Communists have no plans for election alliances – deputy leader

MOSCOW, August 25 (Itar-Tass) —— The Communist Party’s leadership does not intend to form alliances with other parties before the elections to the Duma, but it will be ready to cooperate in monitoring the vote counting.

“I’m for an alliance with anyone who can help ensure fair elections,” State Duma deputy speaker, First Deputy Chairman of the Central Committee of the Communist Party Ivan Melnikov told the media.

“We can discuss the issue of cooperation on some specific issues. If someone else exerts efforts along these lines and joins our efforts, that’s fine, we do not mind,” he explained. Melnikov said the Communists were ready to cooperate with political parties, public organizations and non-systemic opposition in counting the election returns, in particular, to exchange protocols. “For this there will not have to be special arrangements. If they are ready to make efforts to monitor elections at polling stations, we shall not reject anyone’s help,” he stressed.

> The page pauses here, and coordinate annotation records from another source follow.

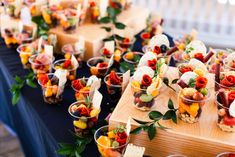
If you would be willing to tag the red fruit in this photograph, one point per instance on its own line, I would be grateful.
(230, 121)
(67, 64)
(43, 79)
(157, 50)
(114, 78)
(152, 64)
(106, 52)
(102, 65)
(77, 84)
(199, 56)
(185, 69)
(146, 81)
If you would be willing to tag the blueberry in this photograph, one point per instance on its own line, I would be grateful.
(163, 48)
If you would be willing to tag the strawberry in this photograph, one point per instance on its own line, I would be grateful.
(230, 121)
(67, 64)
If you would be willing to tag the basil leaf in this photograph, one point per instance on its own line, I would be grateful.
(170, 104)
(152, 131)
(155, 115)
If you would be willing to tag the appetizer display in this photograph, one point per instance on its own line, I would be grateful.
(226, 110)
(145, 87)
(25, 51)
(70, 65)
(99, 66)
(192, 96)
(74, 49)
(84, 87)
(111, 142)
(85, 117)
(52, 89)
(193, 65)
(132, 57)
(41, 63)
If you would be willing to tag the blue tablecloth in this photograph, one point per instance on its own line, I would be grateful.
(39, 126)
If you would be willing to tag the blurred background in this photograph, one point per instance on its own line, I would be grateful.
(213, 19)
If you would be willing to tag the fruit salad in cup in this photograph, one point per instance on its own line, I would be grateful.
(145, 87)
(113, 83)
(85, 117)
(111, 142)
(192, 96)
(99, 66)
(82, 87)
(69, 65)
(52, 93)
(226, 110)
(70, 49)
(193, 65)
(25, 51)
(41, 63)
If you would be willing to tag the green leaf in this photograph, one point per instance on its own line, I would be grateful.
(108, 29)
(155, 115)
(170, 104)
(120, 25)
(152, 131)
(15, 98)
(30, 83)
(166, 81)
(136, 130)
(105, 20)
(139, 121)
(174, 81)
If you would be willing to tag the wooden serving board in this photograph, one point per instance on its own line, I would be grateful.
(202, 139)
(135, 17)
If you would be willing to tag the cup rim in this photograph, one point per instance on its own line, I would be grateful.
(107, 126)
(135, 52)
(78, 117)
(197, 101)
(107, 76)
(81, 51)
(62, 60)
(95, 58)
(34, 56)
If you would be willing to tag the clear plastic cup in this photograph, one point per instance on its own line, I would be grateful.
(25, 51)
(70, 50)
(40, 68)
(71, 73)
(114, 91)
(107, 151)
(52, 93)
(83, 125)
(224, 119)
(98, 71)
(190, 110)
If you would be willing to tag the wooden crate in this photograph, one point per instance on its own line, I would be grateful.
(135, 17)
(202, 139)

Speaking about a possible alliance with the Fair Russia party (a similar idea had previously been expressed by Fair Russia leader Nikolai Levichev) Melnikov recalled that over the past two years the two parties were trying to communicate. First, joint action was about to be taken on a message to the Constitutional Court requesting the abolition of the unified state exam. Then Fair Russia first signed it, but later withdrew the signature. After that, according to the deputy speaker, they acted hesitantly during the demarche of the Duma opposition after the regional elections of 2009.

“Once again, they will find new arguments to lean against the authorities,” said Melnikov.

Number one on the federal list of the Communist Party in December’s State Duma elections will be the party’s leader, Gennady Zyuganov, and the list itself will carry ten names, Melnikov announced.

He said the likely nominees (except for Zyuganov) were still being discussed, and the full list would be presented at the Congress of the Communist Party on September 24. Melnikov said that “in the top ten there will be people who will actively work across the country.” In all, the list of the CPRF will carry approximately 600 names, Melnikov said. Also, he said the Communists were planning to renew a quarter of their faction. Melnikov said that on the lists there would be present young people alongside experienced politicians, as well as many women.

The State Duma’s deputy speaker also said that in the upcoming elections the Communists planned to use half a million observers, election commission members and media workers. In general, the Communist Party had set itself a task to win more than 30 percent of the votes.

“We will strive to get more than 30 percent, but this task will be a difficult one,” said Melnikov, adding that in case of the success of that “normal scenario” the Communist faction in the State Duma would get more than 100 seats. No pessimistic scenario is considered.